バーテンダーは、カクテルグラスに氷をいれてステアすると、シェイカーに氷・ウォッカ・ドライベルモットを入れてシェイク。カクテルグラスの氷を捨てて透明なカクテルを注ぐと、オリーブを沈め、最後にレモンピールを絞って香りを添えた。
「どうぞ、ウォッカ・マティーニです」
「ウォッカの、マティーニですか?」
「はい。一般的なマティーニは、ジンベースをステアしますが、ジンの代わりにウォッカでシェイクさせていただきました」
ジンのマティーニよりすっきり飲みやすく、まろやかな甘みが口いっぱいに広がった。
「バーテンダーさん。とてもおいしいですけど、どうしてこれが私にぴったりなんですか?」
「カクテルには様々なアレンジがありますが、ベースを変えたレシピは、基本的に別のカクテルに分類されます。例えば、ラム・ホワイトキュラソー・レモンジュースでシェイクしたXYZというカクテルがありますが、ベースのラムをウォッカに変えるとバラライカ、ブランデーに変えるとサイドカーとなります」
「しかし、マティーニの歴史は古く、ベースを変えてもなお、マティーニと呼ばれるこのカクテルには、無限の可能性を感じております」
「それじゃあ、このカクテル言葉は『可能性』で、私にも無限の可能性がある、ということですか?」
「いえ、こちらのカクテル言葉は『選択』でございます。お客様はひどくお悩みのようでしたので、差し出がましいとは思いましたが、こちらのカクテルをご用意させていただきました」
「今を続けることと、やめること。何が正しいかはわかりません。最善策を選んでも後悔することがあります。失って初めて大切さに気付くこともあれば、必死に守ってきたものが、どうでもよかったと気付くこともあります。月並みですが、人生とはそういう選択の繰り返しではないでしょうか」
「あの、どうして」
「お客様を観るのがバーテンダーの仕事ですので」
「……バーテンダーさん。おせっかいって言われませんか?」
「はい、よく言われます」
バーテンダーが小さく会釈すると、彼女は、ウォッカ・マティーニを少し多めに口に含んだ。
「うーん、強い! あーあ、私、今までなにやってたんだろうなー」
彼女は、チェイサーで舌をリセットすると、今度は、ウォッカ・マティーニをゆっくりと味わった。

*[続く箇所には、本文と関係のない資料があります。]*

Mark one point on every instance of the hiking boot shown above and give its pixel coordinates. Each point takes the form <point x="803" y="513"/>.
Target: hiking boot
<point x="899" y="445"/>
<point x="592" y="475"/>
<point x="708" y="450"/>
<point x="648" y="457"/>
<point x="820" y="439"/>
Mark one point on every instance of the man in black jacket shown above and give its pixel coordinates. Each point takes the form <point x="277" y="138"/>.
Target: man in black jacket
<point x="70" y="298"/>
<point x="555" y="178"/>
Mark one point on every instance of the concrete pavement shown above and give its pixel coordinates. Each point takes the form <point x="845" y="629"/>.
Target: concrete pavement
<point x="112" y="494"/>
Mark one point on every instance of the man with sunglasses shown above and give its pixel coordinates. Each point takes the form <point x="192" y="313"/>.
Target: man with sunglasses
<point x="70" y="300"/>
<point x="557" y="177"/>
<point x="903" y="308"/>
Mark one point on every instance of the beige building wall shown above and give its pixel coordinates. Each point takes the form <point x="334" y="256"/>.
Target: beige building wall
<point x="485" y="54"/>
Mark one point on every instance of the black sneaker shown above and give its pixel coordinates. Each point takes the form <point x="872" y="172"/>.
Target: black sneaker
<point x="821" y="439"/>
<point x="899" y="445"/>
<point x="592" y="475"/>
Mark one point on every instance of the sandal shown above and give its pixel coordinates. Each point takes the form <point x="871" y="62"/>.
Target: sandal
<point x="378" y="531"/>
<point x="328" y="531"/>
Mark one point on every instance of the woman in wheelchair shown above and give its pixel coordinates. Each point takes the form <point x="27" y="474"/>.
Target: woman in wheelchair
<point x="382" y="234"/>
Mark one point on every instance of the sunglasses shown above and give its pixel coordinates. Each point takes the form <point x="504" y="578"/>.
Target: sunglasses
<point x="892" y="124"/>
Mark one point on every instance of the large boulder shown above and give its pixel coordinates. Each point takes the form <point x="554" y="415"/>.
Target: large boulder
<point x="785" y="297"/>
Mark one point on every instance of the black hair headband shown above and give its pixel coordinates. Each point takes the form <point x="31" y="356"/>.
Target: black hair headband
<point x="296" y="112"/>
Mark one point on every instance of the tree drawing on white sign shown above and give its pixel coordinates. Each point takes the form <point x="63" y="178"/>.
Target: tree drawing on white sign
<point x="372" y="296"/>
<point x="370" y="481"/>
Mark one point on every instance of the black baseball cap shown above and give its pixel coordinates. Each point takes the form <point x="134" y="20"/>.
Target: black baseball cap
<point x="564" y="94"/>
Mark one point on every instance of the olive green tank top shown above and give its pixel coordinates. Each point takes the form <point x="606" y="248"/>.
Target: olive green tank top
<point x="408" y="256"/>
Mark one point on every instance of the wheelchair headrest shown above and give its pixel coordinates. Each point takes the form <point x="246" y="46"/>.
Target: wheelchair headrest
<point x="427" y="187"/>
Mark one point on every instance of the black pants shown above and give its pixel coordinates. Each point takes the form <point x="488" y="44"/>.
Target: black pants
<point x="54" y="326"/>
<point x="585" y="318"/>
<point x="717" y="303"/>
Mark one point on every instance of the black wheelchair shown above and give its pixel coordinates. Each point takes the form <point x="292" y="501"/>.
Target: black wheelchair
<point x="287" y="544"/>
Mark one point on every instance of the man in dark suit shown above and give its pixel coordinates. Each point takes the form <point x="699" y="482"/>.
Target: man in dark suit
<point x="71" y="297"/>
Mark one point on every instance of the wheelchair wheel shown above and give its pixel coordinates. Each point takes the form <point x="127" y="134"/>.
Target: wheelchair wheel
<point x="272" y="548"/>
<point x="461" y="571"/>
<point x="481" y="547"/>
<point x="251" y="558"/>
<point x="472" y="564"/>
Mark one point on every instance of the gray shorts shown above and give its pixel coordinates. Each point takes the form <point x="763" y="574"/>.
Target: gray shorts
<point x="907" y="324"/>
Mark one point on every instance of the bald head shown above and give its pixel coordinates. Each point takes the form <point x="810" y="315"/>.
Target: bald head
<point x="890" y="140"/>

「ねぇ、バーテンダーさん。カクテル言葉って、どのカクテルにもありますか?」
「どれにでもはありませんが、有名なカクテルは大体ございます」
「ノンアルコールカクテル……シンデレラにもありますか?」
「はい、ございます。確か、シンデレラのカクテル言葉は『夢見る少女』だったかと記憶しております」
「夢見る少女、か……少女って年でもないけど、もう一度くらい、夢見てもいいかもね」
そう呟くと、彼女は最後の一口までゆっくり楽しんだ。
「さてと」
彼女は、会計をすませ立ち上がると、カウンターのマッチ箱が目に留まった。
「バーテンダーさん。そういえば、Phareってどういう意味ですか?」
「フランス語で、灯台という意味でございます」
「なるほど。バーテンダーさんにお似合いですね」
「もったいないお言葉です」
彼女は、バーテンダーからコートを受け取ると、扉に手をかけて振り返った。
「あの……」
「はい」
「また来てもいいですか?」
「はい。お待ちしております」
彼女は優しく微笑むと、来た時よりも少しだけ強く、扉を引いた。